Carta ao Leitor: A tolerância salva
A reportagem sobre transgêneros integra uma linha nobre do jornalismo de VEJA, que sempre dedicou especial atenção às mudanças de comportamento na sociedade
Durante quatro semanas, a repórter Giulia Vidale, de 27 anos, mergulhou no mundo dos transgêneros, assim chamados os homens e mulheres que não se identificam com seu sexo biológico. Nesse período, Giulia ouviu estudiosos e especialistas da área da saúde — psiquiatras, psicólogos, endocrinologistas — e, na etapa mais sensível de sua apuração, acompanhou famílias com filhos transgênero. E foi no contato da jornalista com as famílias que sua reportagem tomou a forma final, como se pode ver na reportagem sob o título “A saga de ter um filho transgênero”.
Giulia constatou que os adolescentes e adultos trans faziam questão de dar seu depoimento e não se intimidavam em revelar o nome ou posar para fotografias. Diz ela: “Eles lutam pela diversidade, esforçam-se para ser reconhecidos em sua nova identidade”. Mas as entrevistas com os pais e mães de filhos trans mostraram-se mais tormentosas. “Com os pais, foi mais complicado”, afirma. Giulia percebeu que alguns dos pais tinham receio de aparecer como se fossem militantes da causa dos transgêneros. Outros também temiam ser publicamente criticados por terem filhos trans.

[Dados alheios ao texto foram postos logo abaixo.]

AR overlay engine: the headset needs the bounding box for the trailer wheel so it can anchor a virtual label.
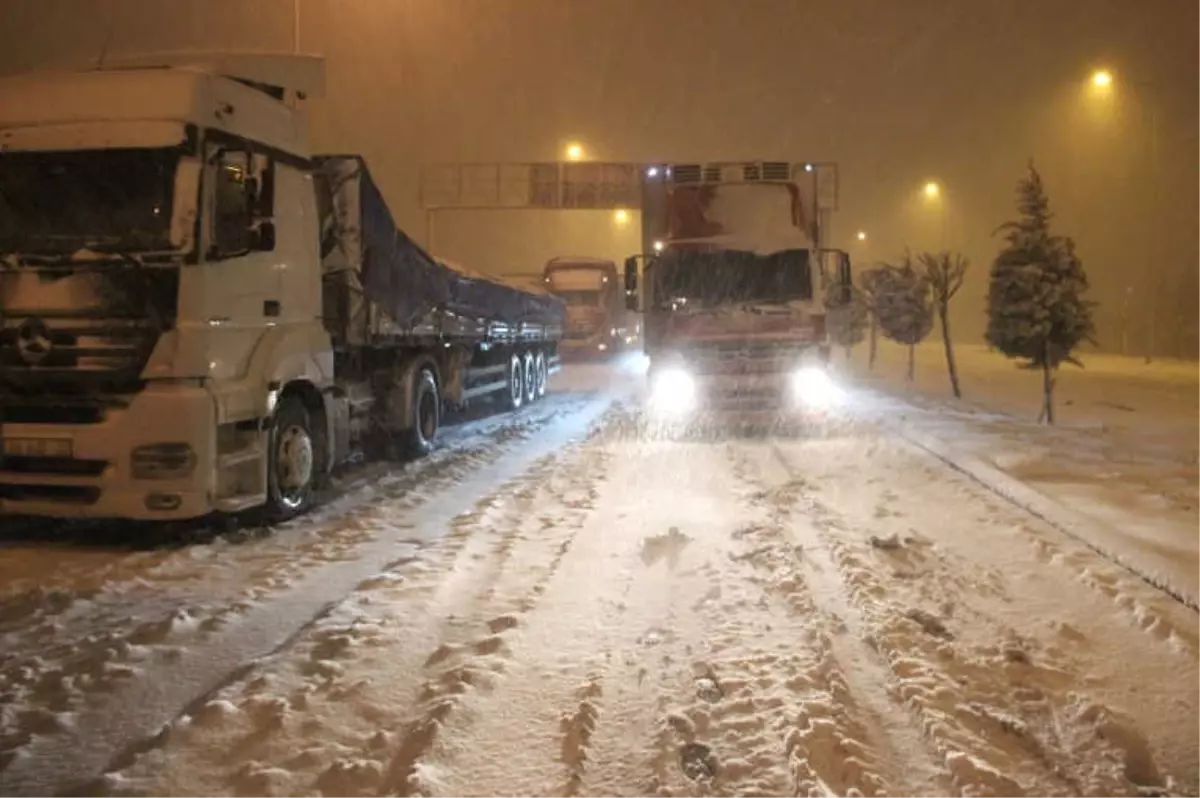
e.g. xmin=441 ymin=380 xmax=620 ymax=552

Diante disso, ampliou-se o leque da reportagem. Em vez de retratar tão somente a vida dos transgêneros, a matéria ocupou-se em abordar sobretudo a saga dos pais e mães de filhos trans, que consiste, na quase totalidade dos casos, em um turbilhão emocional em que se misturam susto e medo, revolta e culpa — e que, nas situações mais felizes, termina em respeito e tolerância. Os estudos mostram que, de modo geral, os transgêneros exibem alta incidência de transtornos mentais e enormes taxas de suicídio. Os mesmos estudos mostram que nada disso acontece com os transgêneros que contam com a compreensão, o apoio e o amor da família — num sinal eloquente de que a tolerância salva.
A reportagem sobre transgêneros integra uma linha nobre do jornalismo de VEJA. Em seus quase cinquenta anos de história, a revista sempre dedicou atenção privilegiada às mudanças de comportamento da sociedade, com a motivação de entendê-las e levá-las aos leitores, como demonstram as capas reproduzidas ao lado. Ali, estão reportagens sobre a força dos jovens (1984), a realidade dos gays (1993), o impacto do Facebook (2011), as mulheres que preferem não ter filhos (2013) — e a diluição, entre os mais jovens, das fronteiras entre os gêneros masculino e feminino (2016), tema que já prenunciava o assunto desta edição.
Aos pais e mães que concordaram em contar suas histórias e as de seus filhos, bem como aos transgêneros que receberam a reportagem, VEJA agradece o gesto de confiança.